Let $R$ be a Dedekind domain with $K=Frac(K)$, $\mathcal{C}$/$R$ be an arithmetic surface,
and let $C/K$ be the generic fiber of $\mathcal{C}$.
Why any point in $\mathcal{C}(R)$ can be specialized to the generic fiber to a point in $C(K)$?
In fact, it is the second line of the proof of Cor4.4 in the "advanced topics in the arithmetic of elliptic curves"
Consider a section $\mathrm{Spec} R \to \mathcal{C}$. The inclusion of $R$-algebras $R \hookrightarrow K$ induces a canonical morphism $\mathrm{Spec} K \to \mathrm{Spec} R$. Thus we obtain a point $\mathrm{Spec} K \to \mathcal{C}$ (factoring through our section from above). The generic fiber is just the base change along this morphism $\mathrm{Spec} K \to \mathrm{Spec} R$, so $K$-points on $\mathcal{C}$ are the same as $K$-points on $C$.

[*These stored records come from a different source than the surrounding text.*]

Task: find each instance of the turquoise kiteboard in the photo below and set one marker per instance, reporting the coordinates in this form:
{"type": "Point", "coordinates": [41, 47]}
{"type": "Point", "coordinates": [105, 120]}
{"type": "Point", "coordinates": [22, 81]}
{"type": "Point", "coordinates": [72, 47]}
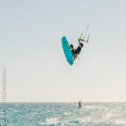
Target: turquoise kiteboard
{"type": "Point", "coordinates": [67, 51]}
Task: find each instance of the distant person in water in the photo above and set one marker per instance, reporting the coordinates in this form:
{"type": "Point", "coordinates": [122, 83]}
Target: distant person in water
{"type": "Point", "coordinates": [77, 51]}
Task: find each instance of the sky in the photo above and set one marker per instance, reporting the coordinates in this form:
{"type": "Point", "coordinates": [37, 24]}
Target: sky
{"type": "Point", "coordinates": [31, 50]}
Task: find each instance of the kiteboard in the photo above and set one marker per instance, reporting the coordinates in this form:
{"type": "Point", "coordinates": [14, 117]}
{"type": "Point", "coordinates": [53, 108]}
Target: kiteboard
{"type": "Point", "coordinates": [67, 51]}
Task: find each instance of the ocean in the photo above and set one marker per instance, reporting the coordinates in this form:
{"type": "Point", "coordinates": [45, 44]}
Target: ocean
{"type": "Point", "coordinates": [63, 114]}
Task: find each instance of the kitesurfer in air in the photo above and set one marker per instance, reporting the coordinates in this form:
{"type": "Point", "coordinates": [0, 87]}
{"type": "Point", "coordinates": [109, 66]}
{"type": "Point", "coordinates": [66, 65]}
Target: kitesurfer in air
{"type": "Point", "coordinates": [77, 51]}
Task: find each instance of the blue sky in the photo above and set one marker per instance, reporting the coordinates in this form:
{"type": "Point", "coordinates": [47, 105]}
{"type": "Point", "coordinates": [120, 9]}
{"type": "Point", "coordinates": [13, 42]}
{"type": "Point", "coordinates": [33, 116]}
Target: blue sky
{"type": "Point", "coordinates": [31, 51]}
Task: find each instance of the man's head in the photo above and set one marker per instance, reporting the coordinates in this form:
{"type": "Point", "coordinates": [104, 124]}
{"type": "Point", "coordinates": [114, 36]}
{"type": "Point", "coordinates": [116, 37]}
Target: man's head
{"type": "Point", "coordinates": [81, 45]}
{"type": "Point", "coordinates": [71, 46]}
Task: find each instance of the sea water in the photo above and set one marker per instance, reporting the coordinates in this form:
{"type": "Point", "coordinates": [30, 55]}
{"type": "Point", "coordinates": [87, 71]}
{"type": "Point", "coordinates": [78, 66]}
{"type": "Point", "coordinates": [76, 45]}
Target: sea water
{"type": "Point", "coordinates": [63, 114]}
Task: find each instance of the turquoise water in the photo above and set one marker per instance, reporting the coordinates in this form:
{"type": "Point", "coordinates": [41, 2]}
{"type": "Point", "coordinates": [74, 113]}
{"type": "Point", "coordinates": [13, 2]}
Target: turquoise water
{"type": "Point", "coordinates": [63, 114]}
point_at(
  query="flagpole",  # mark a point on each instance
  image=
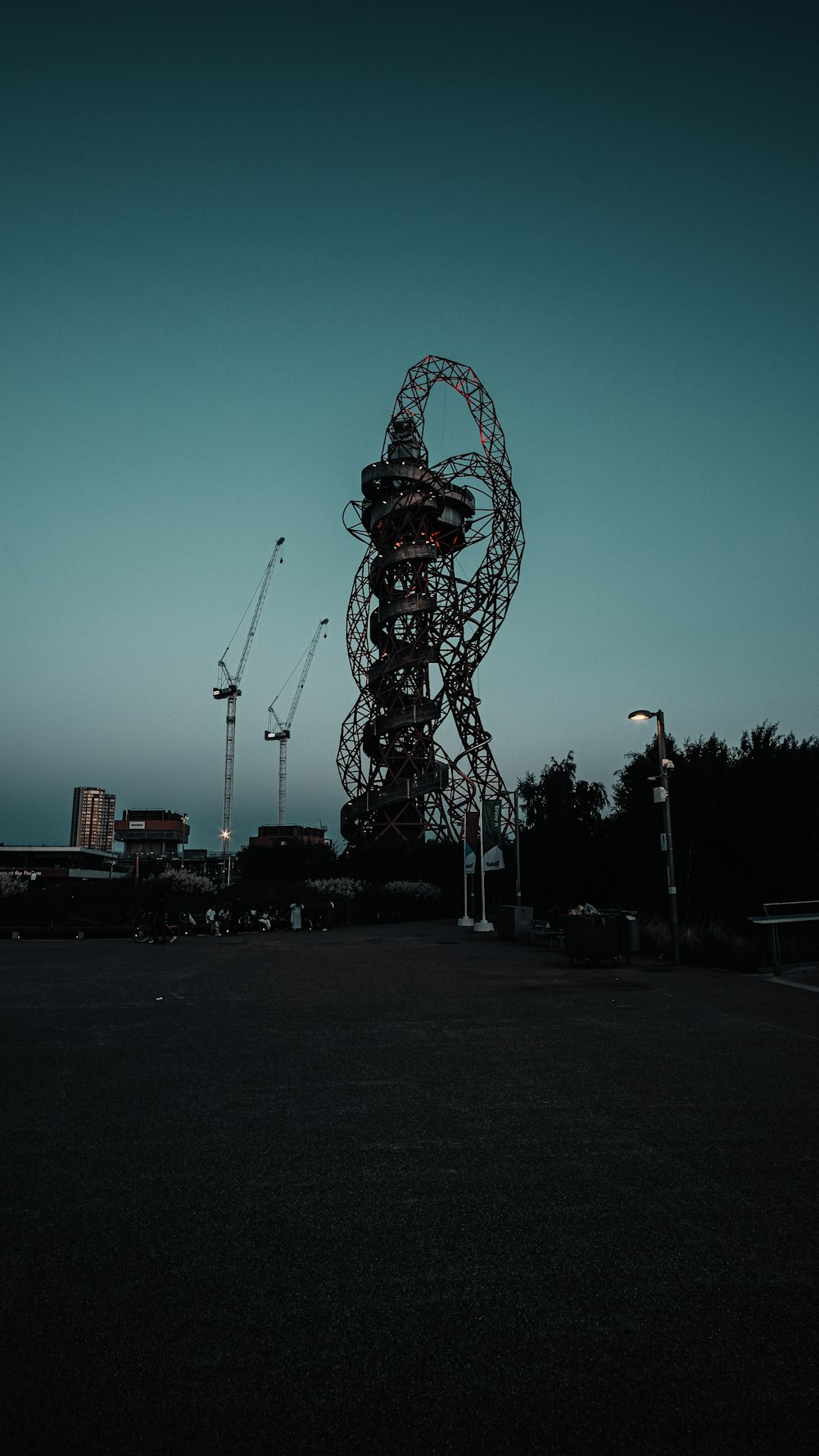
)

In simpler terms if $(x_0,...,x_n)$ is a point on $C$ and $x_0, ..., x_n \in R$ then viewing them as elements of $K$ gives a point on $C$.
The harder thing here is the converse (going from a $K$-point to an $R$-point) which is true when $C$ is proper (the valuative criterion allows us to do the scheme version of "clearing denominators").